PS: I imagine your news would also be especially welcome here:

http://forum.barrowdowns.com


----------



## Phil Lewis (Dec 26, 2018)

That looks amazing!


----------



## Valandil (Dec 26, 2018)

Amazing that you're able to do this on your own, and as a non-profit venture. It looks great! And it's right in my line of greatest interest - the Northern Dunedain! 

When will your main story be set? There's an interesting time-lapse in the Appendices - because that city or fortress apparently fell in 1409, but the Downs did not become home to the wights until after the Great Plague - over 200 years later. I think that's when an end came of the Dunedain in the area, which completely opened things up. Maybe it had begun to become an evil place long before the Plague though, and maybe the wights were there sooner, but unknown until the later time.

But if you vary from the background in the Appendices, you're likely to do so far less than PJ did in The Hobbit movies.

I've become interested in the making of the weapons that could do harm to the Witch-King - like the four daggers/short swords with which the Hobbits armed themselves. How were the Dunedain able to make them? Was it done solely by someone from Cardolan, or was there collaboration with Arthedain? (EDIT: or with Dwarves, or Elves?) Were there others - full-size swords or axes? Or maybe it was most efficient to make more of the small weapons, with several key leaders to be armed with one, in case they had the opportunity for a killing stab or stroke. Somehow the nature of the Witch-King was likely known by the makers - in order to devise an effective weapon against him. I've always wondered if mithril was somehow involved (even in trace amounts) - obtained from Khazad-Dum.

EDIT: I also think of Tom Bombadil's wistful remembrances of what had once been... which seems to be his memories of Arnor and Cardolan in that area right around him.
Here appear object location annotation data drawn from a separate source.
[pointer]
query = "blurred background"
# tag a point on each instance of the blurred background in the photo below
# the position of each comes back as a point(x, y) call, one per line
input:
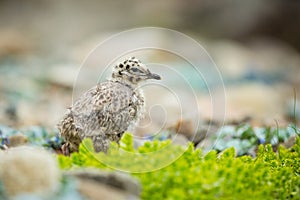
point(255, 45)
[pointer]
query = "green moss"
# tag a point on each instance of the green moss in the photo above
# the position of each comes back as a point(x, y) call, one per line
point(178, 173)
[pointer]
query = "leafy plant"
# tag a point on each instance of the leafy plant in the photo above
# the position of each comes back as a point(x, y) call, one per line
point(245, 139)
point(192, 175)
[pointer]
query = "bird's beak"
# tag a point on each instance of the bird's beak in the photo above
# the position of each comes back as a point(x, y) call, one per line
point(154, 76)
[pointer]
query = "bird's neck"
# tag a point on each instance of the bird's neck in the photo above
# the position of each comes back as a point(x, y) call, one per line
point(124, 82)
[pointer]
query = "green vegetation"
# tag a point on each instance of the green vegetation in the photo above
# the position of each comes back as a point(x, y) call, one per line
point(177, 173)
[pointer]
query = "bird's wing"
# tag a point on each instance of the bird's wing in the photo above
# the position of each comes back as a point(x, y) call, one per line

Best wishes with this venture. I look forward to updates.


----------



## CirdanLinweilin (Dec 26, 2018)

Patrick Robinson said:


> Hi, I'm an Filmmaker and Animator from the UK and I've been quietly working on my own Tolkien fan film for several years now. We're finally at a stage where we can release a trailer, and I hoped you guys might be interested.
> 
> https://fogonthebarrowdowns.wordpress.com/
> 
> Tolkien’s mysterious, haunted barrow-downs appear in the Fellowship of the Ring and they are explored further in the appendices. We learn a little of the history of the barrow-downs, and how it was once a great city of Arnor, but was attacked by the Witch King of Angmar and came to be a haunted and dangerous place. This film is set against Tolkien’s mythology but is an original story. We will follow a company of adventurers as they venture into the barrow-downs, in an attempt to rob the ancient tombs of their treasures. However they will face many dangers and difficulties and become swept up in the ancient war between the forces of good and evil.


Super cool!



CL


----------



## Halasían (Dec 27, 2018)

Looks Awesome!


----------



## Ithilethiel (Dec 27, 2018)

I say Wow! Great job. One of my favorite places and histories of JRRT's stories. The storytelling possibilities of the Northern Kingdom are so rich. I personally am so happy that a fan has undertaken this. Best wishes and I can't wait to see the finished work.

Welcome to the Forum!


----------



## Eebounnie (Dec 28, 2018)

Congrats ! It looks amazing !
The Northern Dunedain are not as popular as they should be, it's great that you choosed this subject !

All the best for you !


----------